Considering the compost heap of elements that conspire to give this film a distinct whiff of failure, why the two stars? Several elements, including the original uniqueness of the murder technique, the cinematography, and the incredible soundtrack conspire to make the film bearable, even interesting in parts. Depicting the beauty of Stanley’s chosen lake, vast water panoramas, and a strangely haunting depiction of the actual garden, the cinematography is surprisingly well done considering the budget for this film could easily fit on my student debit card. While the garden of ghouls wasn’t especially realistic (considering that none of the corpses had rotted or shown signs of fish), the bright colors, water clarity, and the strange poses of the well dressed corpses was almost haunting and disturbingly beautiful.

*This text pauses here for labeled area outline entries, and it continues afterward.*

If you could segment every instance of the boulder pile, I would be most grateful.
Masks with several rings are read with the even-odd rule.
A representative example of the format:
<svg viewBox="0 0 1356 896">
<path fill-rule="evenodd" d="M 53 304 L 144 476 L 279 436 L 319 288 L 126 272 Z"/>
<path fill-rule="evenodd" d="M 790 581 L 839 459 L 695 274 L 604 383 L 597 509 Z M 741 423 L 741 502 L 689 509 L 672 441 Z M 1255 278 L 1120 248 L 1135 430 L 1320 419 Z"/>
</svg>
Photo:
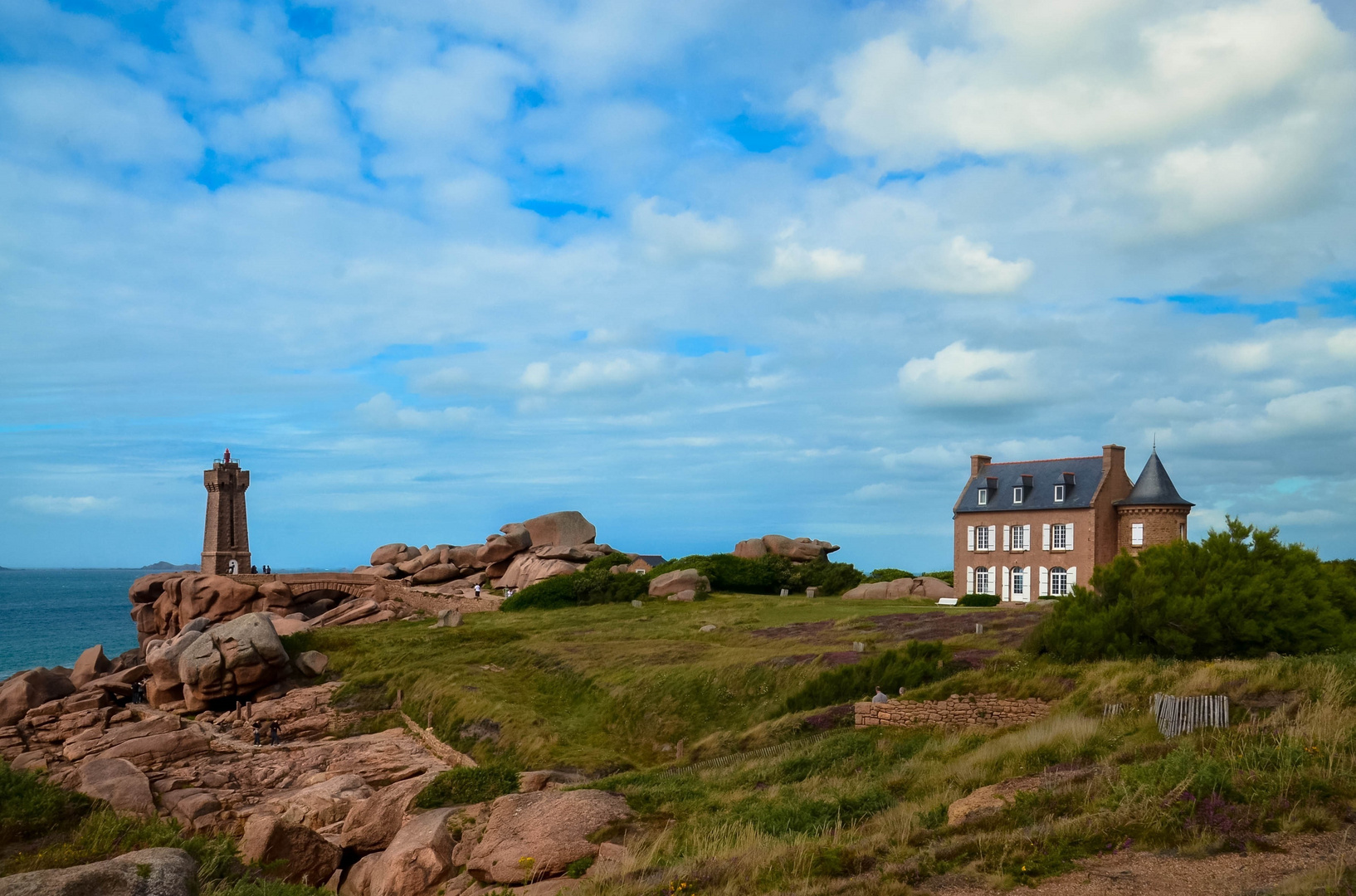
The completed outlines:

Likewise, the chilling song that played throughout the film was very atmospheric and strangely catchy. “Cure” an alternative rock beat (preformed by a Celtic band) is a tune that I will be seeking out for my CD collection. Combined with the scenery and the macabre theme of the movie, the song pulled the few well done elements together giving the movie promise that, sadly, failed. Worthy of the Chiller Channel Cheesefest, Cabin by the Lake aspires for greatness and instead does a dizzying dive into disappointing drivel. It’s okay-ish in segments, but overall isn’t worth watching. Rent, don’t buy.